Analyzing in detail, the method with the best average performance is DCC, statistically outperforming GAU, KME, and UNI. On the other hand, the DEC method achieves very similar performance compared to DCC, concluding that these two discretization techniques generally lead to the best results, even if they perform closely to QUA; additional qualitative gains for not restricting the segments to equal frequency can be achieved by using DCC and DEC instead of QUA.

The statistical evidence demonstrates that using a combined discretization strategy based on clustering is a feasible alternative and maintains the model’s interpretability and competitiveness for its classification quality.

As for the computational cost (indicated in Table 4), the DEC combination naturally has a higher cost due to the method’s comprehensiveness. However, the approximate four-second average has not been deemed a limitation for its implementation. Additionally, the DCC combination does not have significantly different computational times compared with its univariate counterparts.

## 7 Conclusions and future work

This paper proposed a combination of discretization methods that improve the classification quality of logistic regression as a binary classifier. The combination of discretization methods was conducted using the continuous predictor variables available on each dataset. Subsequently, performance metrics of the proposed combination were obtained in eleven different and diverse datasets through computation experimentation. Experimental results showed that the proposed method has successfully achieved the objectives pursued. Firstly, an alternative discretization through Gaussian mixture models and *k* means proved its competitiveness by maintaining an appropriate classification quality and supplementing widely used conventional discretization methods. Furthermore, combining discretization methods increases classification quality compared to individual methods when applied in various credit risk datasets. On the other hand, since the created discrete segments are univariate, the classifier’s explainability is not affected.

The proposed combination method could potentially fill a void in the fields of application where explainability is crucial for a model based on statistical learning simultaneously with permanent efforts to improve classification quality. Similarly, the proposed method provides a balance between modern assembly techniques and the simplicity of linear models, thus benefiting from both approaches’ advantages.

Future work concerns assembling discretization methods through genetic algorithms to determine the optimal combination of clusters and methods to be included in the final selection since the search is performed thoroughly and less efficiently in this stage.
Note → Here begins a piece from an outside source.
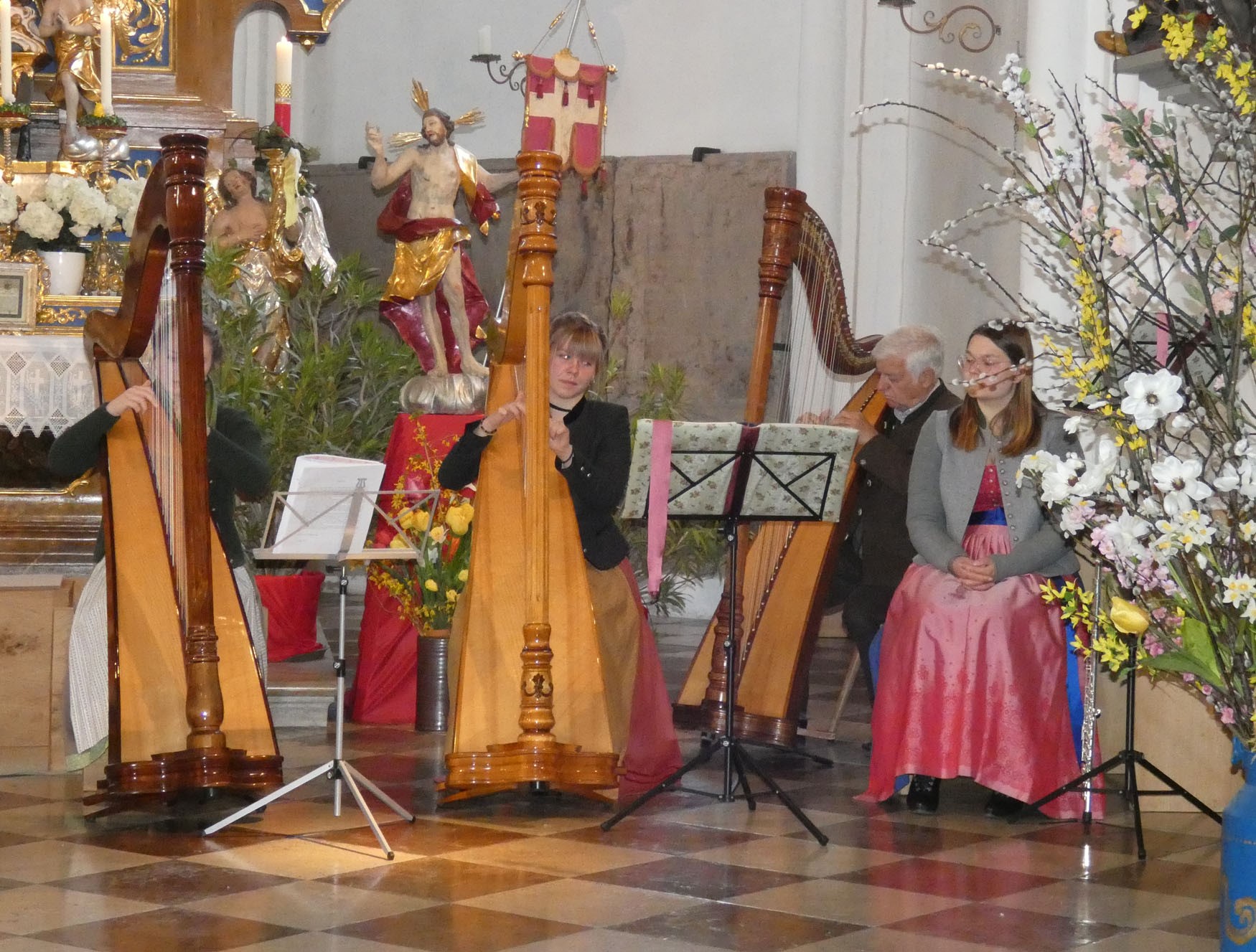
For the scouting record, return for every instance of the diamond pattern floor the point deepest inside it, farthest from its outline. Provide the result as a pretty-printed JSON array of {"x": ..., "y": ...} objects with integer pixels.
[{"x": 537, "y": 873}]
Alternatively, increasing the number of discretization techniques is plausible, provided that the original explainability objectives are preserved. Findings suggest the proposed method can be successfully incorporated as a discretization alternative in the development of credit scoring models without a significant impact on operation, explainability, and implementation and with a significant contribution to better performance of a logistic regression model used in a classification problem. Finally, the applications of the proposed method scale to every industry where a binary classification problem arises. Examples such as predictive maintenance and predictive quality in manufacturing, customer analytics in retail, or disease detection in healthcare are a sample of compelling use cases worth being explored as an extension of the present work.